Namun ia terus naik, hingga sampai di pintu kayu tua yang terbuka dengan suara erang pelan. Di dalamnya, tak ada hantu. Tak ada kakek. Hanya tumpukan buku, alat-alat aneh, dan tulisan-tulisan yang tak sempat selesai.
Ia membaca. Ia mencoba memahami. Namun tak satu pun memberinya kejelasan. Ia semakin tua, semakin lelah, dan mulai putus asa. Maka ia memutuskan untuk turun. Tapi anehnya, setiap langkah ke bawah justru mengembalikan tubuh mudanya. Punggungnya tegak. Kulitnya mengencang. Matanya jernih. Hingga akhirnya, ketika ia hampir mencapai dasar, ia berpapasan dengan seorang pemuda tampan berpakaian jubah kebesaran. Wajahnya pucat. Tangannya gemetar. Ia naik dengan terburu-buru, dan hanya sempat menatap pelancong itu dengan mata takut.
Pemudi itu mencoba bertanya, namun sang pemuda sudah menghilang ke atas.
Keesokan harinya, ia bertanya kepada para penduduk. Dan mereka mengenali pemuda berjubah itu. “Dia datang dari langit,” kata mereka. “Kadang muncul saat malam, lalu menghilang. Tapi dia tak pernah tinggal.”
“Aku melihatnya naik ke menara,” kata pelancong.
Namun mereka tertawa. “Di menara hanya ada kakek tua. Semua orang tahu itu.”
Hati pelancong bergetar. Ia kembali ke menara.
Dan kali ini, ia benar-benar menemui sang kakek.
Ia mengenali jubahnya. Jubah yang dipakai pemuda tampan itu. Dan saat sang kakek berbicara, ia tahu—mereka adalah orang yang sama. Hanya saja, di menara, sang pemuda menjadi tua. Menara itu mengungkapkan bentuk sejati seseorang. Tubuh yang menua seiring bertambahnya pemahaman.
Mereka berbincang lama. Tentang waktu. Tentang makna. Tentang apa yang membuat manusia bertumbuh, bukan hanya bertahan. Tentang cinta yang lahir dari pengertian, bukan hanya ketertarikan. Dan pelancong itu mengerti. Untuk pertama kalinya, ia tidak ingin lari dari kelelahan. Ia ingin tinggal. Bersama kakek yang kini ia tahu, hanyalah pemuda yang memilih naik. Yang memilih menua untuk memahami.
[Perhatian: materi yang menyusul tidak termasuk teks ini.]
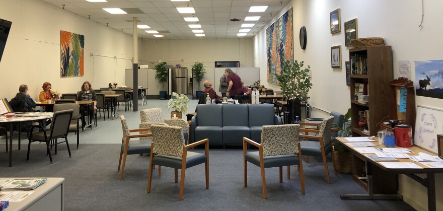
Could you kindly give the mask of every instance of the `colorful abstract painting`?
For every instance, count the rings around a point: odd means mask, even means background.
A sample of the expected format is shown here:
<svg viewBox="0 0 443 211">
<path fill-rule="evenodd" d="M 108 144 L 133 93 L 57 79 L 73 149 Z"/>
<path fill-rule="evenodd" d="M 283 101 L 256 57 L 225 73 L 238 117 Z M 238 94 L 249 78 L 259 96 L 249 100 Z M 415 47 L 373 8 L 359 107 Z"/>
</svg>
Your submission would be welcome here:
<svg viewBox="0 0 443 211">
<path fill-rule="evenodd" d="M 283 62 L 294 60 L 292 9 L 266 29 L 268 83 L 277 84 L 275 74 L 281 75 Z"/>
<path fill-rule="evenodd" d="M 83 76 L 85 36 L 60 31 L 60 57 L 62 77 Z"/>
</svg>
Mereka turun bersama. Dan saat menjejak tanah, sang kakek kembali muda. Tubuhnya segar, wajahnya bersinar. Dan malam itu, di pesta yang biasa saja, mereka berbicara tentang hal-hal yang tak biasa. Cinta, kesementaraan, dan keabadian yang tidak tinggal di tubuh, tapi dalam kesadaran.
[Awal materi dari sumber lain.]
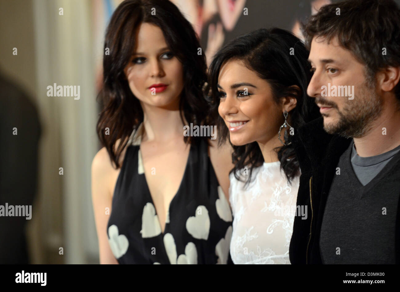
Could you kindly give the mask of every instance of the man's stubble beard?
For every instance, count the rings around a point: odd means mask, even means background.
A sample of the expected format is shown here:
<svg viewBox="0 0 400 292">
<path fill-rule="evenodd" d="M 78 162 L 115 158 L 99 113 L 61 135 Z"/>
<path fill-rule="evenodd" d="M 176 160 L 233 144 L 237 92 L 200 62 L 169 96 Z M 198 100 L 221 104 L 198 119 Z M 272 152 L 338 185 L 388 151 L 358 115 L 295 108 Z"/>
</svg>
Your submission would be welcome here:
<svg viewBox="0 0 400 292">
<path fill-rule="evenodd" d="M 372 85 L 366 82 L 360 94 L 354 94 L 353 99 L 339 97 L 346 99 L 346 104 L 341 111 L 335 107 L 339 115 L 336 124 L 324 123 L 324 129 L 327 133 L 346 138 L 360 138 L 371 129 L 372 122 L 380 116 L 382 107 L 382 100 L 375 91 L 374 85 Z"/>
</svg>

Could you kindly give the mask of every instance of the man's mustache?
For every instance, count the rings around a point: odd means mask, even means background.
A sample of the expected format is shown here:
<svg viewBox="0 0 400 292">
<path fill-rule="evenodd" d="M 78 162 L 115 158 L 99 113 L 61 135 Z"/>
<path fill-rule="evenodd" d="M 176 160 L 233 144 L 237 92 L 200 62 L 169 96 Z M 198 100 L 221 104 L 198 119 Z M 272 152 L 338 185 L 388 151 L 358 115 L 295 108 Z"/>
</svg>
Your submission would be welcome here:
<svg viewBox="0 0 400 292">
<path fill-rule="evenodd" d="M 315 98 L 316 104 L 319 104 L 320 105 L 326 106 L 327 107 L 334 107 L 338 108 L 337 105 L 333 101 L 328 101 L 324 97 L 320 96 Z"/>
</svg>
Dan sejak malam itu, mereka tinggal di menara. Turun hanya sesekali, untuk memberi senyum pada dunia yang lupa bagaimana rasanya berpikir dalam diam.
Sampai suatu hari, saat fajar nyaris mekar, menara itu disinari cahaya putih. Tak seorang pun melihat mereka turun lagi. Tapi tak ada yang bersedih. Karena sebagian dari mereka, diam-diam, mulai berjalan mendekati kabut.
Dan dunia, sejak saat itu, mulai berpikir kembali.